Vasko Popa wurde vor neunundsechzig Jahren in einem jugoslawischen Dorf geboren, hat später den Österreichischen Staatspreis erhalten, ist in den PEN eingetreten. Doch in seinen Gedichten ist er bei den Gegenständen seiner banatischen Vorkriegskindheit geblieben, bei der Kastanie im Hals, den roten Totenstiefeln im Sarg – bei dem normal unheimlichen Kram einer lang verlorenen Zeit, in der die alten Frauen noch mit den Wölfen verkehrten und am Abend Kuchen mit Kerzen für die Toten auf kleine Bretter stellten.
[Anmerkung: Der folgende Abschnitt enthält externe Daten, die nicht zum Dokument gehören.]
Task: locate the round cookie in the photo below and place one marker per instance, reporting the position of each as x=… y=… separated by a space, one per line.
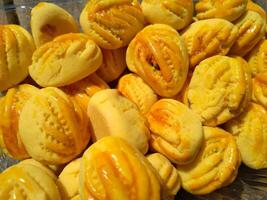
x=135 y=89
x=176 y=13
x=16 y=49
x=49 y=21
x=215 y=166
x=112 y=169
x=10 y=109
x=158 y=55
x=204 y=39
x=53 y=129
x=226 y=9
x=176 y=132
x=65 y=60
x=220 y=89
x=250 y=131
x=112 y=24
x=112 y=114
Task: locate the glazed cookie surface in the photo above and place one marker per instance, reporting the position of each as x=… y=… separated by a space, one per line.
x=65 y=60
x=158 y=55
x=112 y=23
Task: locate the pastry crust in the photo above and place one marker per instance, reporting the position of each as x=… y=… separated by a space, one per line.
x=216 y=165
x=112 y=23
x=65 y=60
x=53 y=129
x=226 y=9
x=158 y=55
x=10 y=109
x=250 y=131
x=134 y=88
x=203 y=39
x=176 y=13
x=176 y=132
x=14 y=60
x=220 y=89
x=49 y=21
x=113 y=169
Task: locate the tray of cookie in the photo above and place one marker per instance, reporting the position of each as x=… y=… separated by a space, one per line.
x=120 y=99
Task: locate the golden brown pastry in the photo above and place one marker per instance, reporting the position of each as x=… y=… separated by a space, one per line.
x=216 y=165
x=158 y=55
x=28 y=181
x=226 y=9
x=251 y=29
x=176 y=132
x=112 y=24
x=176 y=13
x=205 y=39
x=250 y=131
x=113 y=114
x=68 y=181
x=65 y=60
x=10 y=109
x=49 y=21
x=257 y=59
x=113 y=65
x=53 y=129
x=112 y=169
x=84 y=89
x=16 y=49
x=168 y=174
x=134 y=88
x=220 y=89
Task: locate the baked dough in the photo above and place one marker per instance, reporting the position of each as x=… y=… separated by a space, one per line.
x=113 y=114
x=216 y=165
x=65 y=60
x=204 y=39
x=112 y=23
x=53 y=129
x=112 y=169
x=16 y=49
x=176 y=13
x=250 y=131
x=158 y=55
x=49 y=21
x=176 y=132
x=134 y=88
x=220 y=89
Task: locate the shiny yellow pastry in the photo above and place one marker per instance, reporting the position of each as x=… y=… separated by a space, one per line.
x=112 y=23
x=158 y=55
x=65 y=60
x=68 y=181
x=53 y=129
x=220 y=89
x=84 y=89
x=205 y=39
x=134 y=88
x=113 y=64
x=168 y=173
x=250 y=131
x=113 y=114
x=28 y=181
x=49 y=21
x=251 y=29
x=112 y=169
x=16 y=49
x=216 y=165
x=176 y=13
x=10 y=109
x=257 y=59
x=226 y=9
x=176 y=132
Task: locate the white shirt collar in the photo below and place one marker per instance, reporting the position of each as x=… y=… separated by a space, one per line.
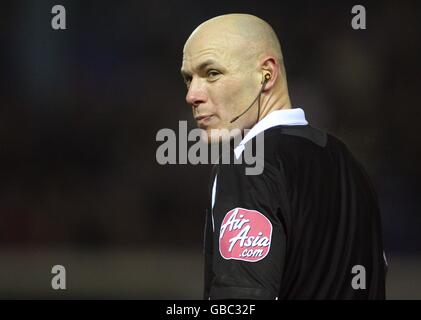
x=288 y=117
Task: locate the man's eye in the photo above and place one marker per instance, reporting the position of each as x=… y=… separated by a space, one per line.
x=187 y=81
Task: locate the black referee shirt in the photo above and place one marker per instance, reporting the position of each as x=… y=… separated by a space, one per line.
x=303 y=229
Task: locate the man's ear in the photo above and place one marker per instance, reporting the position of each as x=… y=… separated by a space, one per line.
x=270 y=66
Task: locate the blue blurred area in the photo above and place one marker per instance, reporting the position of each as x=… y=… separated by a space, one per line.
x=80 y=108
Popa erzählt von den Dingen des Dorfes mit den knappen, kargen Gesten eines dünnhäutigen Großstadtmenschen, der es gewohnt ist, mit dem Nachtzug nach Paris zu fahren, um seinen surrealistischen Dichterfreunden von den Wolfsmenschen und ihrem großen Geheul zu berichten. Sein Ton ist einfach, böse und hell: Die Wölfe haben immer das letzte Wort, sie sind wild am Tage und hymnisch in der Nacht. In den Haßgedichten aus dem Zyklus „Gib mir meinen Kram zurück“ heult der Dichter als liebeskranker Steppenwolf seine „junge Wölfin“ an: „Komm du mir nur in den Sinn / Meine Gedanken zerkratzen dir das Gesicht“. In den Gedichten über das KZ, das „Todeshaus“, in dem Popa 1943 war, wird der Schmerz zum lachenden Gewinsel des kleinen Jowitza Agbaba, der eine Handvoll Kirschen ins Lager geschmuggelt hat: „Wir fragen ihn wohin er die Kerne spuckt / Er schluckt sie / Um schneller satt zu werden / Wir glotzen die roten Früchte / Auf dem Kirschbaum an / Der aus seinem Bauch gewachsen ist / Und brechen alle drei zugleich / In Gelächter aus“.

Auf die Frage, was er mit seinen Gedichten erreichen wolle, gab Popa eine bissige Dichter-Antwort: Nichts. „Sie sind hymnische Stellungnahmen gegenüber der Natur ... Wenn jemand eine Frau küßt, fragt man auch nicht, was er damit erreichen will.“

Gelächter aus dem Wolfsmaul. Vasko Popa muß wieder entdeckt werden.